The first chinks in the father-son relationship are established when Harilal marries Gulab without the approval of Gandhi and then it is a steady road down, as their relationship drains from bad to worse; till Bapu falls to the bullets of an assassin in 1948 and five months later Harilal too dies in penury in a hospital in Bombay.


The film’s production design by Nitin Chandrakant Desai and sound design by Ressul Phekooty are the best aspects. Writing is good, but the film instead of concentrating on the main protagonist, Harilal, time and again deviates to Gandhi. It might be a conscious decision on the writer’s part, but this works against the pace of the film.


Editing by Sreekar Prasad could have been sharper. The films’ length of 140 odd minutes is totally unwarranted, in fact if the film was trimmed say about 20 minutes or so, the film would have had a much stronger impact.


Akshaye Khanna is first rate as Harilal Gandhi. The pain and the machinations of being unable to match up to his illustrious father are so natural; probably his best performance till date.


He is amazing in a few sequences:


  • His confrontation with his mother after embracing Islam.
  • The drunken scene where he is rounded up by the police.
  • The breaking-down scene in his mohalla.
  • His final collapse after the demise of his wife, Gulab.
  • The scene after the death of Gandhi, where he merely reacts to Dhaba owner. Anguish mixed with anger. Amazing!

These sequences stay with the viewer.


Darshan Zariwala as Gandhi had an arduous task. He had to erase from audiences’ memory two Gandhi’s – Ben Kingsley and the very recent, Dilip Prabhavalkar (Lage Raho Munnabhai). The writers’ have helped him greatly in the sense that they have inculcated the fun and caring side of Gandhi and Darshan Zariwala does a fine job of it. However, he ought to have much more impact in the scene where he accepts his two failures – Jinnah and his own son, Harilal.

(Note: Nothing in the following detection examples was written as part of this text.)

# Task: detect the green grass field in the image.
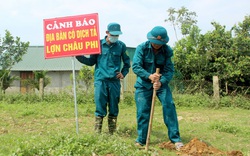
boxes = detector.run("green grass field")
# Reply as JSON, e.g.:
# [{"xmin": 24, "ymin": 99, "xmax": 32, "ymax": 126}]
[{"xmin": 0, "ymin": 94, "xmax": 250, "ymax": 156}]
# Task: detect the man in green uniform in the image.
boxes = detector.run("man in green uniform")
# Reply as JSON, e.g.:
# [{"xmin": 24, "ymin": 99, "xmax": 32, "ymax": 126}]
[
  {"xmin": 132, "ymin": 26, "xmax": 183, "ymax": 150},
  {"xmin": 76, "ymin": 23, "xmax": 130, "ymax": 134}
]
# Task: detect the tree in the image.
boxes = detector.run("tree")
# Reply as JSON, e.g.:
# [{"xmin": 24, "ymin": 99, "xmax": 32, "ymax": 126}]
[
  {"xmin": 0, "ymin": 70, "xmax": 19, "ymax": 94},
  {"xmin": 0, "ymin": 30, "xmax": 29, "ymax": 70},
  {"xmin": 165, "ymin": 7, "xmax": 197, "ymax": 41},
  {"xmin": 0, "ymin": 30, "xmax": 29, "ymax": 93}
]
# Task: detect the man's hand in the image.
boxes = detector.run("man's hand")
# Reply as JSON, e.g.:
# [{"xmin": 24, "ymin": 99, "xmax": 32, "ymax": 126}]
[
  {"xmin": 148, "ymin": 73, "xmax": 161, "ymax": 83},
  {"xmin": 153, "ymin": 81, "xmax": 161, "ymax": 90},
  {"xmin": 116, "ymin": 72, "xmax": 124, "ymax": 79}
]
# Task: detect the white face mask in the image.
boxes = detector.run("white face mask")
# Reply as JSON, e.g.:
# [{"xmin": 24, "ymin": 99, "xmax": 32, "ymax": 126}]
[{"xmin": 109, "ymin": 36, "xmax": 119, "ymax": 43}]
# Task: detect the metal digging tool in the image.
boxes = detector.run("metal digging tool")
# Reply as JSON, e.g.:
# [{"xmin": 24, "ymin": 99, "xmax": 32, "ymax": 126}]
[{"xmin": 145, "ymin": 68, "xmax": 160, "ymax": 150}]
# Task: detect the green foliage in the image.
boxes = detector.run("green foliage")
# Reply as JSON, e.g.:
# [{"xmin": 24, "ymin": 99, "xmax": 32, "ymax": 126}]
[
  {"xmin": 0, "ymin": 30, "xmax": 29, "ymax": 93},
  {"xmin": 165, "ymin": 7, "xmax": 197, "ymax": 40},
  {"xmin": 0, "ymin": 70, "xmax": 19, "ymax": 93},
  {"xmin": 173, "ymin": 12, "xmax": 250, "ymax": 95},
  {"xmin": 0, "ymin": 93, "xmax": 250, "ymax": 156},
  {"xmin": 76, "ymin": 66, "xmax": 94, "ymax": 92},
  {"xmin": 0, "ymin": 30, "xmax": 29, "ymax": 70}
]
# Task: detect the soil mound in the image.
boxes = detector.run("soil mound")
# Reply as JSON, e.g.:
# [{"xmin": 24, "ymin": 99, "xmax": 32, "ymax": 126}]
[{"xmin": 159, "ymin": 138, "xmax": 243, "ymax": 156}]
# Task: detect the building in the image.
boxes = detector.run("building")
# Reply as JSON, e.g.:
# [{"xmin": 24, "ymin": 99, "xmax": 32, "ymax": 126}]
[{"xmin": 6, "ymin": 46, "xmax": 135, "ymax": 93}]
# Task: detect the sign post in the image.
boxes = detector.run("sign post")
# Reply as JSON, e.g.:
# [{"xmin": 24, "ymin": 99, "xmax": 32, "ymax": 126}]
[{"xmin": 43, "ymin": 13, "xmax": 101, "ymax": 134}]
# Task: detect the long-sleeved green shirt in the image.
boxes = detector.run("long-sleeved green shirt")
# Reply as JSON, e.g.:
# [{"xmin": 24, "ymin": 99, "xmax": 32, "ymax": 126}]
[
  {"xmin": 76, "ymin": 36, "xmax": 130, "ymax": 81},
  {"xmin": 132, "ymin": 41, "xmax": 174, "ymax": 89}
]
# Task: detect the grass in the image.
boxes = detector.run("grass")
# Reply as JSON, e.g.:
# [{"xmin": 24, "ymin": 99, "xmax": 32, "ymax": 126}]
[{"xmin": 0, "ymin": 95, "xmax": 250, "ymax": 156}]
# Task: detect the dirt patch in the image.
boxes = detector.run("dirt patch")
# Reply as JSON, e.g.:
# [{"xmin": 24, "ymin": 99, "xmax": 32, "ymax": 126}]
[{"xmin": 159, "ymin": 138, "xmax": 243, "ymax": 156}]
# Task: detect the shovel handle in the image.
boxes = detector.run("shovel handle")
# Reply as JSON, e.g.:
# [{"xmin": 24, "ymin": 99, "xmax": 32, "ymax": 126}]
[{"xmin": 145, "ymin": 68, "xmax": 160, "ymax": 150}]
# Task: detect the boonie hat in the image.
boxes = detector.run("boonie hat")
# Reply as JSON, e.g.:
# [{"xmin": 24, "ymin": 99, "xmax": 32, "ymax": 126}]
[
  {"xmin": 147, "ymin": 26, "xmax": 169, "ymax": 45},
  {"xmin": 108, "ymin": 23, "xmax": 122, "ymax": 35}
]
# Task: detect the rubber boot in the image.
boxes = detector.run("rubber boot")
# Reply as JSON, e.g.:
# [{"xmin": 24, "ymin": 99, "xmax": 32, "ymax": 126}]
[
  {"xmin": 95, "ymin": 116, "xmax": 103, "ymax": 133},
  {"xmin": 108, "ymin": 116, "xmax": 117, "ymax": 135}
]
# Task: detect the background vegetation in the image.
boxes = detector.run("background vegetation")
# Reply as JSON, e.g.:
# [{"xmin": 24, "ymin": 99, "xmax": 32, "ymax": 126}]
[
  {"xmin": 0, "ymin": 7, "xmax": 250, "ymax": 156},
  {"xmin": 0, "ymin": 93, "xmax": 250, "ymax": 156}
]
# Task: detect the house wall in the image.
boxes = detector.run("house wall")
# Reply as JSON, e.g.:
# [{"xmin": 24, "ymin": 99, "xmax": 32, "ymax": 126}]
[{"xmin": 6, "ymin": 71, "xmax": 74, "ymax": 94}]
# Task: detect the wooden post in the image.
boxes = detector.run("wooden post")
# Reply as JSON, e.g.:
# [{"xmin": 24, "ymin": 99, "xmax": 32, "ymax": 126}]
[
  {"xmin": 213, "ymin": 76, "xmax": 220, "ymax": 106},
  {"xmin": 39, "ymin": 78, "xmax": 44, "ymax": 99},
  {"xmin": 145, "ymin": 68, "xmax": 160, "ymax": 150},
  {"xmin": 120, "ymin": 79, "xmax": 124, "ymax": 100}
]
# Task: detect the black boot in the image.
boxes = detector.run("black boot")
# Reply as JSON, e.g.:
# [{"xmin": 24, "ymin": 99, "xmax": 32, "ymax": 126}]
[
  {"xmin": 95, "ymin": 116, "xmax": 103, "ymax": 133},
  {"xmin": 108, "ymin": 116, "xmax": 117, "ymax": 135}
]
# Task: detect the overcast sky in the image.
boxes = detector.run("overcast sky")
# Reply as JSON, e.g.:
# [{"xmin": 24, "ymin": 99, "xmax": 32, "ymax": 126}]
[{"xmin": 0, "ymin": 0, "xmax": 250, "ymax": 47}]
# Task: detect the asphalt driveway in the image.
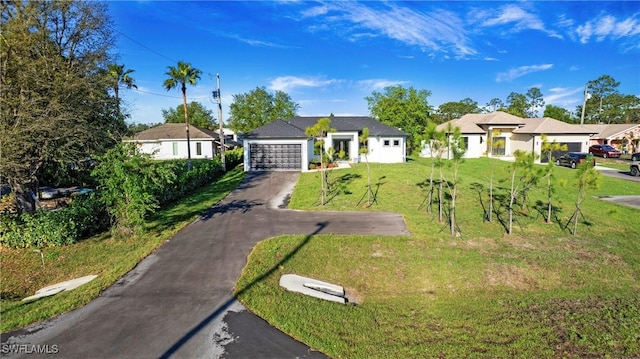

Shefali Chhaya and Bhumika Chawla provide able support.


Directorially, theatre veteran, Feroz Abbas Khan makes a confident debut; but the close shots of myriad characters: Tonga wala, Victoria driver, motley crew of actors, the female aides of Gandhi ji; are plain blank.


What’s the point of using expressionless close shots?


This film will appeal only to a section of class owing to its slow pace.